The owner of the Sports Direct brand confirmed it was in negotiations in an emailed statement and said "we hope to be able to save as many jobs as possible" at Debenhams, one of the UK's most iconic retail brands.
News of Mr Ashley's interest comes just a few days after Debenhams said it could have to liquidate the business after talks with JD Sports Fashion ended. Debenhams has been struggling for many years, weighed down by costly stores with hefty rents and large property taxes.
The failure of Debenhams, which employs 12,000 people, capped a terrible week for British retail after Philip Green's Arcadia Group, the owner of the Topshop and Dorothy Perkins brands, filed for insolvency putting 13,000 jobs at risk.
Debenhams has 124 stores, all rented, and if a deal is completed Frasers could operate them on a 12-month licence while determining how many stores could be saved, said a person familiar with the matter, who declined to be identified as the matter is confidential. Debenhams declined to comment on the talks with Frasers Group.
The person said any deal with Frasers would have to be better than the liquidation value of Debenhams and negotiations with FRP Advisory, the administrator that has been in control of the department store since April, were likely to centre on a value of around the £280 million (S$502.1 million).
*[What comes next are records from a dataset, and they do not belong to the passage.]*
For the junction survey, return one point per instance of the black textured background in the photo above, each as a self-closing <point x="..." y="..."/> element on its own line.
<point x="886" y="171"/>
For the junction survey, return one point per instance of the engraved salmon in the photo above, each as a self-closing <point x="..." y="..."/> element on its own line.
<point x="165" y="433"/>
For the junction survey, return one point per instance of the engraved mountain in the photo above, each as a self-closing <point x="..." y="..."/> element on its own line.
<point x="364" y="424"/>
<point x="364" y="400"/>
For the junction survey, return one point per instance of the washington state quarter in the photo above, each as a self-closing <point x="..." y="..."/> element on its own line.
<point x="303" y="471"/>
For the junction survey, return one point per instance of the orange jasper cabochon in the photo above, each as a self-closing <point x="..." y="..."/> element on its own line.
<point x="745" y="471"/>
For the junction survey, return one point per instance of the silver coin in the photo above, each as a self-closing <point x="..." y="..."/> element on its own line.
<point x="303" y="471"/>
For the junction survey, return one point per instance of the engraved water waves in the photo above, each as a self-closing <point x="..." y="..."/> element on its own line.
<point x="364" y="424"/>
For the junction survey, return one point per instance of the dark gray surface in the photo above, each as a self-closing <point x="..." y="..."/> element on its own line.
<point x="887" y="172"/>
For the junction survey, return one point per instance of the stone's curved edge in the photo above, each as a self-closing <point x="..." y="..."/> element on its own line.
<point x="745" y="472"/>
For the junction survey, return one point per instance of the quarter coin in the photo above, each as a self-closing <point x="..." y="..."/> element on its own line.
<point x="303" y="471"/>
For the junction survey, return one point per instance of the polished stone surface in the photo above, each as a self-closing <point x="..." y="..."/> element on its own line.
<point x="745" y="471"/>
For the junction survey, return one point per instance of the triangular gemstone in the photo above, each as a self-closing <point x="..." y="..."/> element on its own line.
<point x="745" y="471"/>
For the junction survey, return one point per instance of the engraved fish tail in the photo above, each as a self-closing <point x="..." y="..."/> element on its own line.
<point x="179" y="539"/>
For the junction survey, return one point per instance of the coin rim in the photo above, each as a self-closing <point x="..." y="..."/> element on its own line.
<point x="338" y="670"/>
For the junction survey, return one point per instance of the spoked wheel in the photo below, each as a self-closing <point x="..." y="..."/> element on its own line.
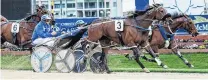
<point x="65" y="60"/>
<point x="96" y="65"/>
<point x="81" y="61"/>
<point x="41" y="59"/>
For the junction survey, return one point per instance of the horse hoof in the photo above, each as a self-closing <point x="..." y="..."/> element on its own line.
<point x="146" y="70"/>
<point x="165" y="66"/>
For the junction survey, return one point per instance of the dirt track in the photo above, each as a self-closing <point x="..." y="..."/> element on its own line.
<point x="29" y="75"/>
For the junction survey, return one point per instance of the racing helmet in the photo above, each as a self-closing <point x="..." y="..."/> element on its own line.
<point x="45" y="17"/>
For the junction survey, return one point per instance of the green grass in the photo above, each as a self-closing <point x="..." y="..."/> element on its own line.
<point x="120" y="63"/>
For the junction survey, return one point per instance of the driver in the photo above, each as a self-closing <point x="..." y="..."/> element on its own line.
<point x="43" y="32"/>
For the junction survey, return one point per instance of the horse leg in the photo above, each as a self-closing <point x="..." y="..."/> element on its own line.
<point x="155" y="56"/>
<point x="104" y="59"/>
<point x="137" y="55"/>
<point x="178" y="53"/>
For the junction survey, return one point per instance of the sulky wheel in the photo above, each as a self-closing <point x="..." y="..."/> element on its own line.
<point x="81" y="61"/>
<point x="41" y="59"/>
<point x="96" y="65"/>
<point x="64" y="60"/>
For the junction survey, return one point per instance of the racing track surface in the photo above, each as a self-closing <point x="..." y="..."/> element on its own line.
<point x="29" y="75"/>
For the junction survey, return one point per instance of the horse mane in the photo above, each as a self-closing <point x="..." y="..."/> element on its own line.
<point x="100" y="20"/>
<point x="175" y="15"/>
<point x="27" y="18"/>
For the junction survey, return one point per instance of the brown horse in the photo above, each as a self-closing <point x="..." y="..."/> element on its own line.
<point x="130" y="36"/>
<point x="27" y="25"/>
<point x="179" y="21"/>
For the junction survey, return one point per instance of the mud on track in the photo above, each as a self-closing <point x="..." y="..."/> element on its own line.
<point x="29" y="75"/>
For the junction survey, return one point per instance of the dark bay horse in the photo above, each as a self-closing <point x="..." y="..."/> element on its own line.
<point x="26" y="27"/>
<point x="180" y="21"/>
<point x="104" y="32"/>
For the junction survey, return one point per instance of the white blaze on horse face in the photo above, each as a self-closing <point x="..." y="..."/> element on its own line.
<point x="15" y="28"/>
<point x="119" y="25"/>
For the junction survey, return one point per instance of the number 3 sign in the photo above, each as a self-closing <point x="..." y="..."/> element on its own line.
<point x="119" y="26"/>
<point x="15" y="28"/>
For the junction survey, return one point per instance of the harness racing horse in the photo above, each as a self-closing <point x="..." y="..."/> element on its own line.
<point x="180" y="21"/>
<point x="26" y="26"/>
<point x="131" y="36"/>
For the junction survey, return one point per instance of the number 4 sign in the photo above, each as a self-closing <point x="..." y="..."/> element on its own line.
<point x="119" y="25"/>
<point x="15" y="28"/>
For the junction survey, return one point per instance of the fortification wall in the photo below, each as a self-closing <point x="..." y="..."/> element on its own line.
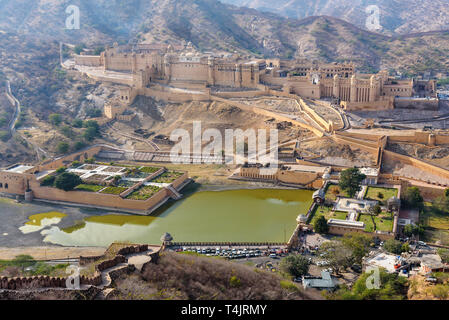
<point x="392" y="156"/>
<point x="97" y="199"/>
<point x="385" y="104"/>
<point x="365" y="146"/>
<point x="66" y="160"/>
<point x="241" y="94"/>
<point x="270" y="114"/>
<point x="337" y="230"/>
<point x="91" y="61"/>
<point x="172" y="96"/>
<point x="15" y="183"/>
<point x="189" y="71"/>
<point x="418" y="104"/>
<point x="297" y="177"/>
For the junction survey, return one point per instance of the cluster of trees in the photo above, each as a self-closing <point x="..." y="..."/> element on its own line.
<point x="412" y="198"/>
<point x="441" y="204"/>
<point x="295" y="265"/>
<point x="391" y="287"/>
<point x="395" y="246"/>
<point x="90" y="132"/>
<point x="320" y="225"/>
<point x="351" y="181"/>
<point x="62" y="180"/>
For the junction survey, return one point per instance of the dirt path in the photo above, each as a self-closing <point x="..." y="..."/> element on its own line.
<point x="51" y="252"/>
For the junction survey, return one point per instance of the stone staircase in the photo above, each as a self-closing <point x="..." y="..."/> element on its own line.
<point x="175" y="194"/>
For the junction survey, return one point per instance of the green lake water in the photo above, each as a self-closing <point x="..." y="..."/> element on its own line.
<point x="257" y="215"/>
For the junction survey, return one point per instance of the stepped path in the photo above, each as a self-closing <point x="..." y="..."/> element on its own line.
<point x="136" y="259"/>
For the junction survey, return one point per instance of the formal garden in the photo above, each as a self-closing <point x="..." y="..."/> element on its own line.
<point x="143" y="193"/>
<point x="109" y="179"/>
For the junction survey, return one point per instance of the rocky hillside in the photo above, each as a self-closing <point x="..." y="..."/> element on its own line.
<point x="396" y="16"/>
<point x="209" y="24"/>
<point x="181" y="276"/>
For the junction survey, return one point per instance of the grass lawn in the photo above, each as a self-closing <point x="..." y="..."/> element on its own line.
<point x="143" y="193"/>
<point x="384" y="222"/>
<point x="114" y="190"/>
<point x="167" y="177"/>
<point x="373" y="192"/>
<point x="327" y="213"/>
<point x="333" y="191"/>
<point x="89" y="187"/>
<point x="369" y="225"/>
<point x="341" y="215"/>
<point x="149" y="169"/>
<point x="436" y="225"/>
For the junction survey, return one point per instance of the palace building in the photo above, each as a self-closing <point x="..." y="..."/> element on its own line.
<point x="184" y="67"/>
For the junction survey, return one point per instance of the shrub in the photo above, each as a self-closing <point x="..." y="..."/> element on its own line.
<point x="48" y="181"/>
<point x="76" y="163"/>
<point x="67" y="181"/>
<point x="60" y="170"/>
<point x="77" y="123"/>
<point x="320" y="225"/>
<point x="79" y="145"/>
<point x="55" y="119"/>
<point x="62" y="147"/>
<point x="393" y="246"/>
<point x="235" y="282"/>
<point x="288" y="285"/>
<point x="4" y="136"/>
<point x="295" y="265"/>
Frasers shares climbed 36 per cent in the past six months, more than twice the gain in the FTSE All-Share General Retailers Index.
If Mr Ashley succeeds in his negotiations, first reported by The Sunday Times, it will be the culmination of a long and troubled involvement with Debenhams.
Once its biggest shareholder, his stake was wiped out when lenders, including American hedge fund Silver Point Capital, took control of the chain last year. Mr Ashley is estimated to have lost about £150 million.
Frasers group held talks earlier this year with the administrator of Debenhams but claimed then it had been "frozen" out of the process and was not receiving adequate information.
Frasers already owns the House of Fraser chain, another department store, which it also bought out of administration, providing potential synergies if he were to merge the two.
No agreement is certain, however. The reason JD Sports pulled out of a deal to buy Debenhams was the failure of Arcadia, which is one of the biggest concession partners of Debenhams.
Although Debenhams has used the pandemic and the current retail crisis to renegotiate its rents on much more favourable terms, it still has a heavy bill for business rates, a form of UK property tax.
"We have found that Debenhams has been overly reliant on Arcadia for many years," said Chris Wootton, financial director of Frasers, in an emailed statement. "As well as no end in sight to the outdated business rates regime which unduly punishes the likes of Debenhams, it may be a bridge too far for the Frasers Group."